10/6/10

Voy sentado de espaldas a la dirección del tren. Me gusta ver que el paisaje huye hacia adelante. Lo que voy dejando atrás sale disparado hacia el horizonte: el monte bajo, un puente lleno de grafittis, la tarde fría de un jueves de junio. Ahora que estoy aquí sentado pienso que escribir se parece a viajar en un tren de espaldas al sentido de la marcha. Lo que dejo, lo que atravieso, todo ello sale disparado hacia delante como un proyectil de tiempo. Lo que veo dentro del vagón también me pertenece por unos instantes. Hay una pareja, un hombre y una mujer, ya han cumplido sesenta años, guardan un silencio dulce y lujoso, diría que estilizado por los años. El pelo de la mujer es atravesado a ratos por las últimas ráfagas de sol que se cuelan por su ventanilla. Él la mira de tanto en tanto. Deja que sus ojos azulados repasen sus contornos, no sólo los de su figura sino en los que intuye en el silencio que producen sus cuerpos o en las palabras sencillas que ella le dirige. Huelo el amor como una mosca milenaria que hubiera pactado la inmortalidad el último día del verano.

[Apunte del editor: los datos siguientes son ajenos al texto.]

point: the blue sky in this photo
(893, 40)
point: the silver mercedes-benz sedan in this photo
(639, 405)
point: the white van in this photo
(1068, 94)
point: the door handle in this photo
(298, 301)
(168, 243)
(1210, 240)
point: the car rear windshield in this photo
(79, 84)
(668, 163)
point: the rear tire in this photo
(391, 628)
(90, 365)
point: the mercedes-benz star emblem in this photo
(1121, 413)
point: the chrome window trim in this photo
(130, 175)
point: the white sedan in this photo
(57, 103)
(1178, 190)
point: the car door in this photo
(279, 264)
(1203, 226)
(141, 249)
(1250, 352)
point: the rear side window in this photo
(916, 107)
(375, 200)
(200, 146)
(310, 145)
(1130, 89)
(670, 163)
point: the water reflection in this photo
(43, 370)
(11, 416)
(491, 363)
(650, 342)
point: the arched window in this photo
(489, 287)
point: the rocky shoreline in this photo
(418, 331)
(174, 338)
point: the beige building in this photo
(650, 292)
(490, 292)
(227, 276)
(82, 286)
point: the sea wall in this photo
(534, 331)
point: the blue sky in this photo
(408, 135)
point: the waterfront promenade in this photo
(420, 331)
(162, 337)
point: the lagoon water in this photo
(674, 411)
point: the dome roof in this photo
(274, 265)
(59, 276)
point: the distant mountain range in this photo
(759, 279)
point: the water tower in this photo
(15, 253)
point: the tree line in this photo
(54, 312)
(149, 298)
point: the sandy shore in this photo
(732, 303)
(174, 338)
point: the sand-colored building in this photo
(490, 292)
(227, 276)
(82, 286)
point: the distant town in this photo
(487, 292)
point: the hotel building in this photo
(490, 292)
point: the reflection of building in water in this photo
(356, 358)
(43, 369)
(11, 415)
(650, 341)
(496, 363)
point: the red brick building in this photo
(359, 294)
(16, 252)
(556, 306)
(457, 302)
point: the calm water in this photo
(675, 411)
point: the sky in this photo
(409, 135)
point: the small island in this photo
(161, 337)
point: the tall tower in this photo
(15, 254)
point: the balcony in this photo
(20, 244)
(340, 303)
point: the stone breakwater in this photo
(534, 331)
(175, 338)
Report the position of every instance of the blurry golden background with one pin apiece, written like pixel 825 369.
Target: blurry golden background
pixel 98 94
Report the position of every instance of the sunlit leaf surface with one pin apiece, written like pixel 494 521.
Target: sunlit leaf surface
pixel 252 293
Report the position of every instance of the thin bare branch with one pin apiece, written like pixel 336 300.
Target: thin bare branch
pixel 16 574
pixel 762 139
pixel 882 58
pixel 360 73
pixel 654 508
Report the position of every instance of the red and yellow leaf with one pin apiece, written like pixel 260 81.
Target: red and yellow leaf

También hay otra mujer. Tendrá mi edad. Habla por teléfono con su madre. Sin querer me meto en su conversación y voy llenando mentalmente los huecos que no escucho. Mamá, te lo tenías que haber comprado también en otro color, le dice la hija. Veo a la madre con algo en la mano, algo de color azul que sopesa en la distancia. Su mano derecha lo acaricia. Es un jersey que descansa doblado en su regazo, quizá una blusa que ahora es recorrida por unas yemas cansadas. Las palabras de la hija proponen cercanía. Es el mismo amor que el de la pareja de enfrente. El tren sigue avanzando conmigo de espaldas. Tal vez el destino me colocó así para que pudiera verlos, para que cada uno de sus gestos quedasen reflejados aquí y después se adentraran en mí con un fin. Escribir es darle la espalda a la vida para poder verla. No conozco otra forma de hacerlo. No me imagino usando unos zancos ni con prismáticos ni construyendo una torre insonorizada desde la que asistir a los milagros anónimos. Podría asegurar que el noventa y cinco por ciento de los pasajeros de mi vagón confían en la fortaleza de los hilos que les unen a otras personas. Quizá sea la última luz de la tarde la que me empuja con esta valentía a las estadísticas. Voy sentado de espaldas y me alegro de que esta posición me haya enseñado algo.